キャッチボールで力強いボールを投じるヤクルトのブキャナン(撮影・足立雅史)

 「イチ斬り男」が変幻自在投法を披露した。ヤクルトの新外国人デービッド・ブキャナン投手(27=フィリーズ3A)が16日、フリー打撃に初登板。サイドスローを交えて上田、谷内に50球を投げ、安打性の当たりを5本に抑えた。フィリーズ時代の15年にイチロー(マーリンズ)を三振させた男が、先発ローテ入りをアピールした。

 上投げのブキャナンが48球目に突然、腕を下げて116キロのカーブを投げた。「たまに投げている。打者に対して何かを変えようと思った時に試合で交ぜていた」。上投げの最速は142キロ。「打者がどう反応するか見たかった」というフリー打撃初登板の機会を存分に生かした。真中監督は打者目線で「嫌だと思う。全部(フォームが)同じじゃないと。そういうのは武器になる」と変幻自在投法を評価した。

 15年のフィリーズ時代、投手コーチから助言を受け「試したらいい感じで投げられた」と編み出した。同年10月4日のマーリンズ戦。5回2死一塁でイチローと対戦し、カウント2-2からカーブで三振に斬った。この試合はイチローが大リーグ初登板した試合で、ブキャナンにとってはメジャー最後の登板となったが、6回2/3で自責点1と好投していた。

 先発候補の好投に、ネット裏の007も高評価を与えた。中日善村一仁スコアラーは「カット、ツーシーム、チェンジアップがよく動いていた。広島の黒田みたいにフロントドア、バックドアを使って。(サイドスローは)ブルペンでもやっていたし、目先が変わる」。阪神嶋田宗彦スコアラーは「ブルペンと同じでコントロールがいい。サイドは打者としては、いつくるかなと残るでしょう」と、昨年3Aで10勝している右腕を警戒した。

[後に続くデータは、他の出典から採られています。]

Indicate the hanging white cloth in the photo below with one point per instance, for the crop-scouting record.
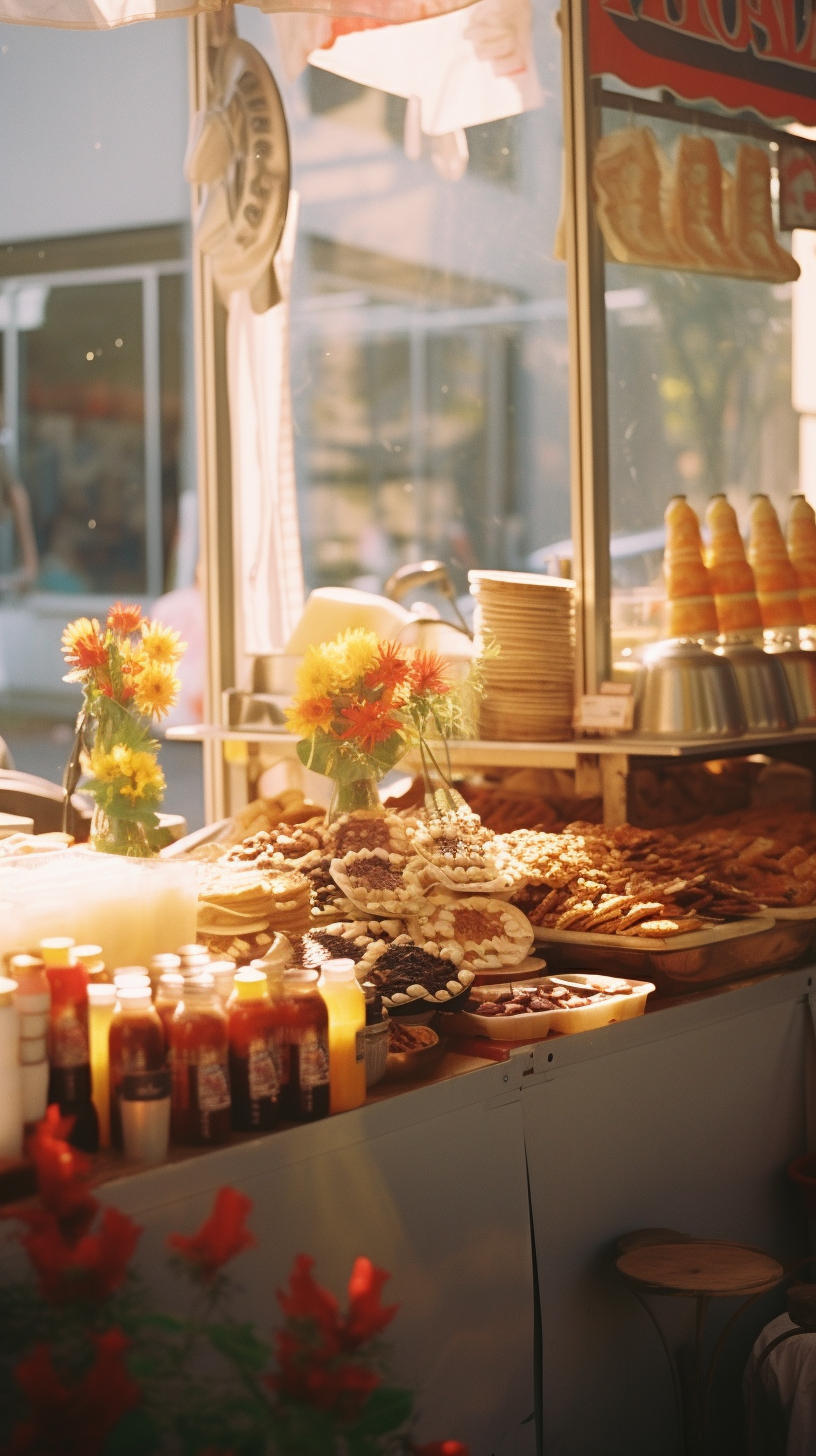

 スライダー、カットボール、カーブ、チェンジアップと全球種を試した。自己評価は「思っていた通りに、低め、コーナーに投げられた」。今後は23日の楽天戦(浦添)で実戦初登板する予定だ。【斎藤直樹】

 ◆デービッド・ブキャナン 1989年5月11日、米国生まれ。ジョージア州立大から10年ドラフト7巡目でフィリーズ入団。14年大リーグデビューし、通算35試合で8勝17敗、防御率5・01。右投げ右打ち。超美人のアシュリー夫人(26)は小学校教師。今季推定年俸8800万円。